Tidak terasa perjalanan 15 menit sudah terlewati dengan cerita Garry yang menghiasi dalam perjalanan. Lala berterima kasih kepadaku sambil cium tangan?!

“Loh loh gak perlu pake cium tangan! Jadi ngerasa tua banget aku,” ucapku dengan nada terkejut. Meskipun terlihat sopan, tapi sejujurnya itu melukai hati pria 26 tahun ini. “Hihihi.. maaf, Kak, refleks soalnya,” sahut Lala dengan pipi memerah.

Lala tersenyum manis sekali kala itu. Matanya yang terpejam riang diikuti tawa kecilnya. Sungguh menyelimuti hati.

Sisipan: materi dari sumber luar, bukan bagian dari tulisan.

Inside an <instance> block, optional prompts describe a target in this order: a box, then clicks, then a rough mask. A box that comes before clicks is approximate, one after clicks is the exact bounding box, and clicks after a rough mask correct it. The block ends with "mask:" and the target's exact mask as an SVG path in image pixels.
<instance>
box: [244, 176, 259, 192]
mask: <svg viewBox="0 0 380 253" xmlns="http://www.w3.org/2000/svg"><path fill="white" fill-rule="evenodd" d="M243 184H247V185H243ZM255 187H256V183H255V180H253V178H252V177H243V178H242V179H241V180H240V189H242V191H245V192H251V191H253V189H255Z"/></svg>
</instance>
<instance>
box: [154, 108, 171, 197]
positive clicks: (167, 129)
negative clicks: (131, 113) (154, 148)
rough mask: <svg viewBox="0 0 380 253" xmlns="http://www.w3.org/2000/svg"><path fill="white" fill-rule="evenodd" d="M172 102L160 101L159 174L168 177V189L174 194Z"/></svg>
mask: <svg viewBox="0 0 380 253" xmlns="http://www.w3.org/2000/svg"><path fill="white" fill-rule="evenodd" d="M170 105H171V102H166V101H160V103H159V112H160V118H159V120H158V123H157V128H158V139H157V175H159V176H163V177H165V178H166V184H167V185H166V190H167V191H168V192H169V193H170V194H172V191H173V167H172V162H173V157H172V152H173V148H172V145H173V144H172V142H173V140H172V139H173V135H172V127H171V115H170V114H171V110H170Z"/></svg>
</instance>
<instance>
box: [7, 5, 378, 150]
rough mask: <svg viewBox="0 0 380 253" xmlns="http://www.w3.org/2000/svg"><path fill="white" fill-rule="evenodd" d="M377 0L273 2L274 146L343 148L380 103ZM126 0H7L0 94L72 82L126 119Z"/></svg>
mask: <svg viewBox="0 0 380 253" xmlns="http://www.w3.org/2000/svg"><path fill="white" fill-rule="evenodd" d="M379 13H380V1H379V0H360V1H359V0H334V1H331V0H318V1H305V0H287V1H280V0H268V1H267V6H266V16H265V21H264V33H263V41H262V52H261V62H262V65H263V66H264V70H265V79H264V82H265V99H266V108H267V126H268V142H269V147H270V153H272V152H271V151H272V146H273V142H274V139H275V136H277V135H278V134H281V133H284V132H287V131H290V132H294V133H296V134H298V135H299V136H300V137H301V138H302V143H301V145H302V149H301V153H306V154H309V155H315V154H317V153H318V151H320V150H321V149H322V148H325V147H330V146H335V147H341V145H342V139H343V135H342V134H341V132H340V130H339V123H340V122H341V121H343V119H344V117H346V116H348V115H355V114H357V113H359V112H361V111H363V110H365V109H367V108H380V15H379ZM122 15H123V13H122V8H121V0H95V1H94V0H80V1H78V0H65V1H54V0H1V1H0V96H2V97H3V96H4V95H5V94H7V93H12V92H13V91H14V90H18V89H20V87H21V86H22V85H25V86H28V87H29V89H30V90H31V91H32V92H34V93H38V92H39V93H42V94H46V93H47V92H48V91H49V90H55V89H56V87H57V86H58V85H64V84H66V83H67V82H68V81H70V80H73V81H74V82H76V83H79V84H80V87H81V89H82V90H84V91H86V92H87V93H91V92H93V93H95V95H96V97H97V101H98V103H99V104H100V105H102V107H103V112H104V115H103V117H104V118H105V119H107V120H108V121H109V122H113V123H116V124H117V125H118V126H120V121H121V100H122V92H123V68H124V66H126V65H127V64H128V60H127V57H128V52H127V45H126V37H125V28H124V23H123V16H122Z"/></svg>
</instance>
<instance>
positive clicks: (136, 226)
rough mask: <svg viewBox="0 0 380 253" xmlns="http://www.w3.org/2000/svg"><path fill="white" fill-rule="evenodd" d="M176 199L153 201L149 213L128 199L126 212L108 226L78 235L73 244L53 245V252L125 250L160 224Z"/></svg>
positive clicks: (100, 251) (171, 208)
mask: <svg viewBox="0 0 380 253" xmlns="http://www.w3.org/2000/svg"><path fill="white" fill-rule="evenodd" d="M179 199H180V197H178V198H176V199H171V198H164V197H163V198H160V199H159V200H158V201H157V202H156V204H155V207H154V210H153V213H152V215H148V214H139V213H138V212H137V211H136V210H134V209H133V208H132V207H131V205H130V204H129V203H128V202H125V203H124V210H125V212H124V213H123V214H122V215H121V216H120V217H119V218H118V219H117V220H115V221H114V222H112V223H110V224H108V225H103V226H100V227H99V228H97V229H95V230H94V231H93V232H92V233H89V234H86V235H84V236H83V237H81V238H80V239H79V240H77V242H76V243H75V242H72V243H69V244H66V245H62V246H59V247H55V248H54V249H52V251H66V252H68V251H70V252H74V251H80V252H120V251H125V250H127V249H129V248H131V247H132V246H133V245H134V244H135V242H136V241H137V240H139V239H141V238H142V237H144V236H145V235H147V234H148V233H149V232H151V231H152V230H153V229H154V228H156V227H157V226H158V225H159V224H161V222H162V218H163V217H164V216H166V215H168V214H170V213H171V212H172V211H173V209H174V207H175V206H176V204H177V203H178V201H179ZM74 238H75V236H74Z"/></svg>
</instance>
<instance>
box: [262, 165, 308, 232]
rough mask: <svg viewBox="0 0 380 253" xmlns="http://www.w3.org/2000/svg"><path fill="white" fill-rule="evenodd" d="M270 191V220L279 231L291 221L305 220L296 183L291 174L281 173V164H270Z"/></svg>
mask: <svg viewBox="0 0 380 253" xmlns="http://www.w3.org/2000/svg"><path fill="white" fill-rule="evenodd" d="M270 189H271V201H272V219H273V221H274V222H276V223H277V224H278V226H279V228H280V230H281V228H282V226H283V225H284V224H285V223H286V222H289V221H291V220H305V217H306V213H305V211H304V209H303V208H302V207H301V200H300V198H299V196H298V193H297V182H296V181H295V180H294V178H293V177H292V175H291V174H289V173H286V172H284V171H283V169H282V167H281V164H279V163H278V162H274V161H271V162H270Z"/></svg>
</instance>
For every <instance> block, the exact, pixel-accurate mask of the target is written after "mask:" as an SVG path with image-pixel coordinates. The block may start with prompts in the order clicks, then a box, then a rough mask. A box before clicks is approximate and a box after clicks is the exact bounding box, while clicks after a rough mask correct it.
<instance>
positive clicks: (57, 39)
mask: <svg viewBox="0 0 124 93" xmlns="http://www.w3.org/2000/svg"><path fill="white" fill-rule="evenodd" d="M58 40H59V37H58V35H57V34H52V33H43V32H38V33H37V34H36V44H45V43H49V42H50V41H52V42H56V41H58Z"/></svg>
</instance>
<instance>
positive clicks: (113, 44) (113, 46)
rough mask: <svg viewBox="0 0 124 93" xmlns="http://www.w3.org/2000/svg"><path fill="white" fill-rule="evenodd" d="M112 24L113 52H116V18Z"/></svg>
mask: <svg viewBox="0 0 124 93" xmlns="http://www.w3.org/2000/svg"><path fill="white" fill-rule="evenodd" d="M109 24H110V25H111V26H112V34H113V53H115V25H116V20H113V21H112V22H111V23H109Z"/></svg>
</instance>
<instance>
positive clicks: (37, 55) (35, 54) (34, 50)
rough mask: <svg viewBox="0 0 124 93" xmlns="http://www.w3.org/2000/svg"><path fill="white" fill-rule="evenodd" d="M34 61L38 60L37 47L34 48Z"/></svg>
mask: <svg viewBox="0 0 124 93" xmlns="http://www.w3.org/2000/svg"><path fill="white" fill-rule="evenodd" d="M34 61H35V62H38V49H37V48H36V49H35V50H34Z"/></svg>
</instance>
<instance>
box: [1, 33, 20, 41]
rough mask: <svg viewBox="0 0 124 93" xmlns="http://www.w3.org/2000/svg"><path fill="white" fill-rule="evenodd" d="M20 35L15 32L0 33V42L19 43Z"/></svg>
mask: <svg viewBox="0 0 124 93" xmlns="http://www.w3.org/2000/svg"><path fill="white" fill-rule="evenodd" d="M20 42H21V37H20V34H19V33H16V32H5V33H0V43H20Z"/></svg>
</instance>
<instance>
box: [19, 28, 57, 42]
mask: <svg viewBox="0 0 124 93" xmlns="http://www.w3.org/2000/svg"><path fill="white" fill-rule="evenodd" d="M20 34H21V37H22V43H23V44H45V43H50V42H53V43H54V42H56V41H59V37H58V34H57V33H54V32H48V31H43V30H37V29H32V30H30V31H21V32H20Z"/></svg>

“Tunggu. Aku dan dia kan baru kenal. Kok jadi baper? Gak boleh gak boleh, Tobi harus profesional dalam bekerja! Tapi ini kan di luar jam kantor? Nope! Tetep gak boleh, lagian Lala terpaut 6 tahun lebih muda dariku. Merasa seperti pedofil. Cih!” Batinku bergejolak.

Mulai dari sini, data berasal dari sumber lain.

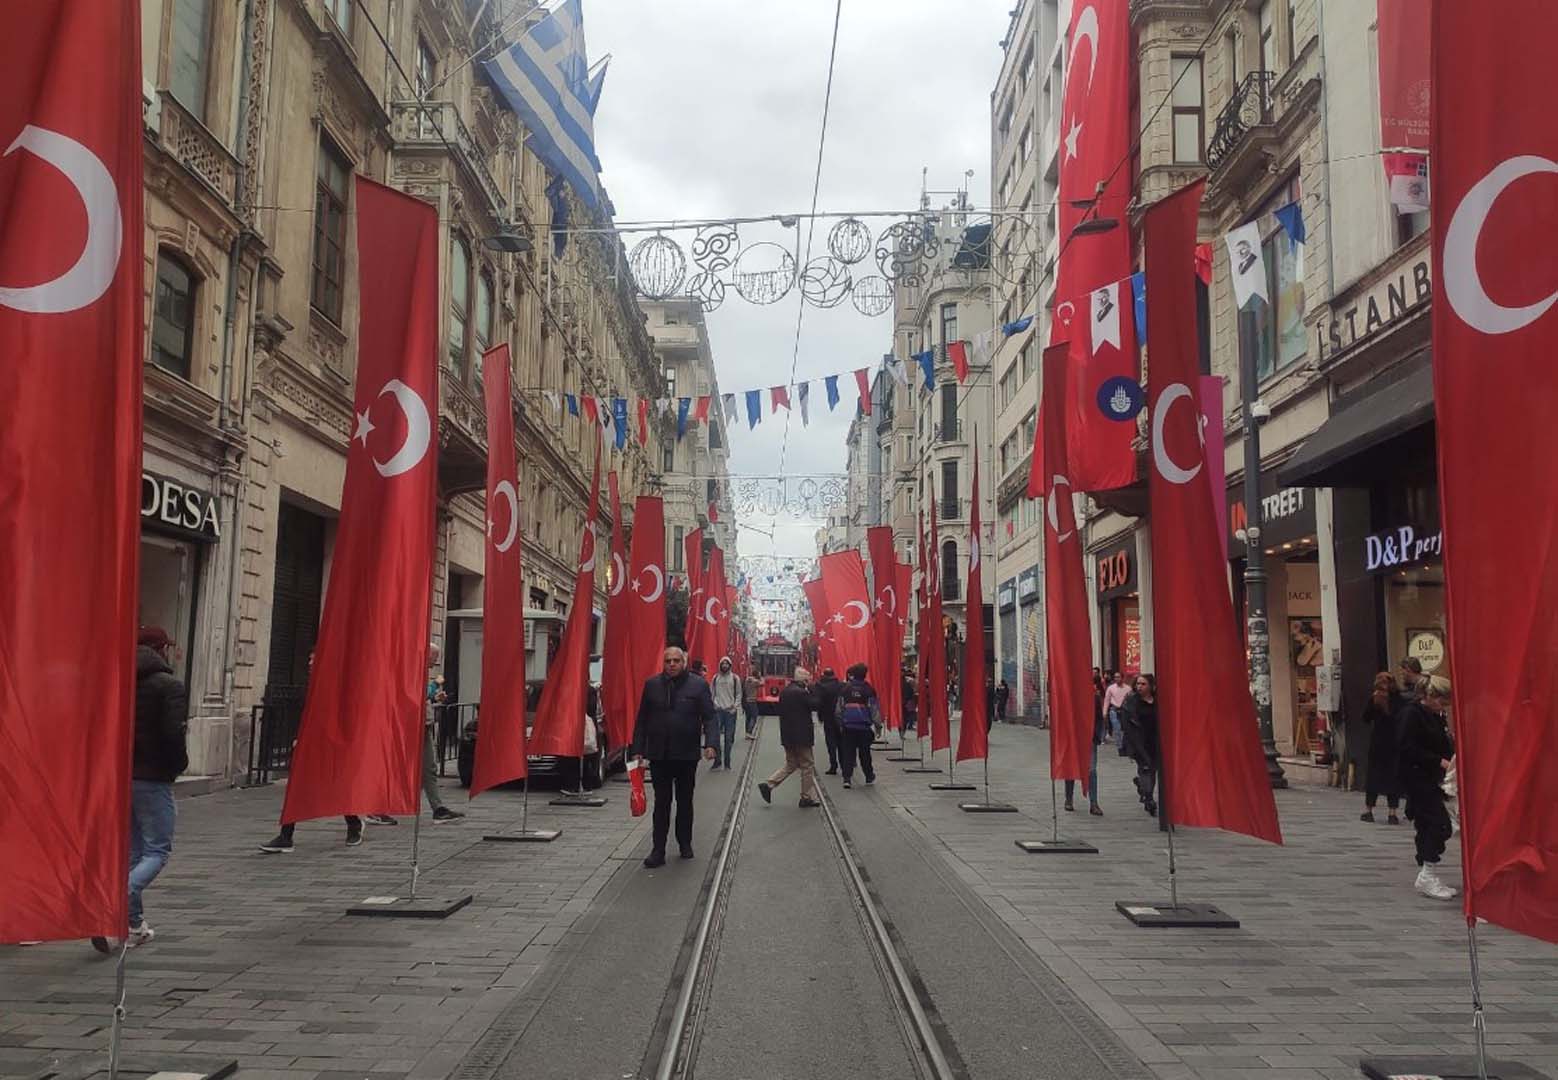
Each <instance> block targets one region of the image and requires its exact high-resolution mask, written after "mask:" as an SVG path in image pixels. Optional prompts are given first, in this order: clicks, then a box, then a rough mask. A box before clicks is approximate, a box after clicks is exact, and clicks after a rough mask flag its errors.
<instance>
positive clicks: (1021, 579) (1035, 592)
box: [1017, 566, 1039, 603]
mask: <svg viewBox="0 0 1558 1080" xmlns="http://www.w3.org/2000/svg"><path fill="white" fill-rule="evenodd" d="M1017 598H1019V600H1020V602H1022V603H1033V602H1035V600H1038V598H1039V567H1036V566H1030V567H1028V569H1027V570H1024V572H1022V574H1019V575H1017Z"/></svg>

Aku pun berpamitan dengan Lala. Menarik gas dengan pelan, serta sesaat menengok ke belakang. Memastikan dia sudah masuk ke dalam kos. “Anjir. Dulu buatnya pake bahan berkualitas kali ya? Bisa secantik itu.” Diriku monolog. Sepanjang perjalanan pulang selalu teringat sikap sopan dia kepadaku tadi sore. Lebih jujurnya lagi, teringat wajah manis dan cantik si Lala.